Наличие монеты лишь гарантирует от неоправданного удревнения памятника — отнесения его ко времени ранее момента ее чеканки. Но предложить, к примеру, дату «не ранее VI в.» — еще не значит точно датировать комплекс, так как нам для этого необходимо знать, какой допуск нужно иметь в виду в каждом конкретном случае. К сожалению, у нас, как правило, нет и тех опорных дат, которые на западноевропейском материале можно получить при сопоставлении свидетельств письменных источников с археологическими (даты захвата тех или иных крепостей, переселения больших масс населения и т. д.). Выше мы осуществили подобный опыт по соотнесению письменных данных о вожде западных алан Сарозии, деятельность которого приходилась на третью четверть VI в., с фактом появления в это время системы крепостей и соответствующих им катакомбных могильников в окрестностях Кисловодска, верховьях Кубани и западной части Кабардино-Балкарии. Это предположение позволит нам иметь опорную дату для построения хронологической шкалы Байтал-Чапкана и Мокрой Балки, тем более что поздние даты определить легче сравнением с материалом салтово-маяцкой культуры бассейнов Дона и Северского Донца.
Создание единой системы для всего Северного Кавказа, где с максимально возможной полнотой учтены как все категории вещей, детально классифицированные по единой системе, так и количество комплексов, должно явиться основанием для построения хронологии древностей раннесредневекового Предкавказья. Но для этого сначала должна быть произведена детальная классификация всего материала, затем на этой базе упорядочены комплексы внутри каждого из могильников, а лишь после этого могут быть сопоставлены между собой выявляемые частные хронологические колонки. Для интересующих нас памятников такая задача в полной мере еще не осуществлена.
Заключение
Аланы и тюрки
Очень важно понимать, что сначала приходит опыт, а уже потом — размышления над ним.

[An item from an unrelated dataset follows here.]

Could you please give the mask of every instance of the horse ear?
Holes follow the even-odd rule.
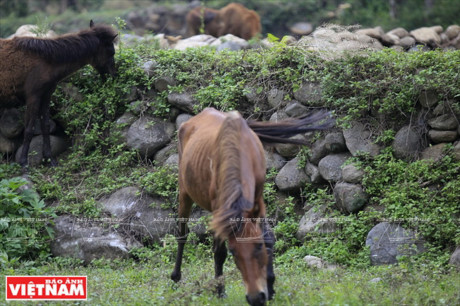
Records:
[[[89,22],[89,27],[90,27],[90,28],[94,27],[94,21],[93,21],[93,19],[91,19],[91,21]]]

Автору данной книги хотелось сделать понятным для непосвященного читателя течение истории населения Центрального Предкавказья на протяжении двух тысяч лет и при этом не слишком упростить проблему, придав ей неоправданную четкость, которая подчас рождается из поверхностного взгляда «с птичьего полета». Нерешенных вопросов, и частных и общих, еще очень много, но не в этом ли притягательная сила занятий в этой области?
Современный Кавказ населен людьми разного антропологического типа, относящимися ко многим языковым группам, с присущими каждому из этносов этнографическими особенностями. Они прошли разный путь, но их объединяет не только соседство, связь глубже, она внутренняя, и корни ее уходят в «доисторические» времена.
Этот общий знаменатель (он же кавказский субстрат-подоснова) мы вычленяем у современных народов в их облике, материальной и духовной культуре, по языку и нартскому эпосу, по особенностям домостроительства или зооморфной пластики, по кавкасионскому антропологическому типу и характеру погребальных сооружений, по орнаментации керамики и древним культам. Именно в этом коренится родство между ираноязычным осетином и вейнахоязычным ингушем, представителем кавказской семьи языков — сваном и тюркоязычным балкарцем или карачаевцем.
Проблема этнокультурных отношений ираноязычных алан с тюрками, поднятая еще авторами середины I тысячелетия н. э., — это животрепещущая до сих пор тема.
Много раз во время наших экспедиционных работ в горах Кавказа, в карачаевских юртах и кошах альпийских пастбищ на Эшкаконе или в Элькуше завязывались оживленные беседы о времени появления тюркоязычных народов на Кавказе. И каждый раз меня поражали живой интерес и глубокое знание всех сложных дискуссионных работ на эту тему моими собеседниками, молоды ли они были или стары, водили ли всю жизнь отары и табуны в горах или работали председателем колхоза или школьным учителем. Некоторые из таких бесед никогда не уйдут из моей памяти.